それはあった。それは二度とないだろう。思い出せ。

『イニシェリン島の精霊』(マーティン・マクドナー) 

 

 マーティン・マクドナー『イニシェリン島の精霊』鑑賞。TOHOシネマズシャンテにて。アイルランドの離島を舞台に、友人から突然絶縁を告げられた男の戸惑いと、事態の意外な顛末を描く。これは変な映画だったなあ。予告編くらいしか予備知識なく見たので、まさかこんなお話とは思わなかった。

 

 離島の大自然、愛らしい動物たち。娯楽に乏しく2時からパブで飲んだくれてる人々。閉鎖的な島民たちの人間関係と質素な生活のスケッチ。アイリッシュ民謡の調べ。

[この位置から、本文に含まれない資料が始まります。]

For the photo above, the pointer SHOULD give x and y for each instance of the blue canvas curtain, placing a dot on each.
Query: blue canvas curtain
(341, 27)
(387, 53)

映像は堂々たる文芸映画風。

 

 メインのお話は2人の男の諍い。自分が何で拒絶されたのか理解できずしつこくしつこくつきまとい空回るコリン・ファレル。一方ブレンダン・グリーソンの拒絶の意思は固く(理由は「退屈だから」「時間を無駄にしたくない」)、自傷も辞さない構え。最初はユーモラスな男同士の痴話喧嘩みたいなお話なのかと思って見ていると、次第にグロテスクな様相を呈していきます。あのコリン・ファレルブレンダン・グリーソンの奇妙な関係は何を表しているのか。

 

 自分は自らの経験と照らして、交友関係の終焉を描いた比較的リアルなドラマとして胸を痛めながら見ていました。そしたら友人の妙愛博士は「グリーソンは悪魔に狙われたファレルを救うために指や命まで差し出したのだ」という解釈。自分はどうもスピリチュアル方面の想像力に欠けているのでそういった解釈は想像もしていなかった。別に「悪魔に狙われ」ちゃいないと思うけど、「退屈」と置き替えたらまあそうかもなと。

 

 劇中では対岸の本国では内戦が続いているという描写があり、登場人物たちもそれに何度か言及する。何を争ってるのかよくわからない、昔は「敵はイギリス」と分かりやすかった、なんていう台詞も。しかるに2人の関係は戦争(と言うか全ての争いごと)を表しているというのが最もしっくりくる解釈なのかな。それにしても妙な映画だった。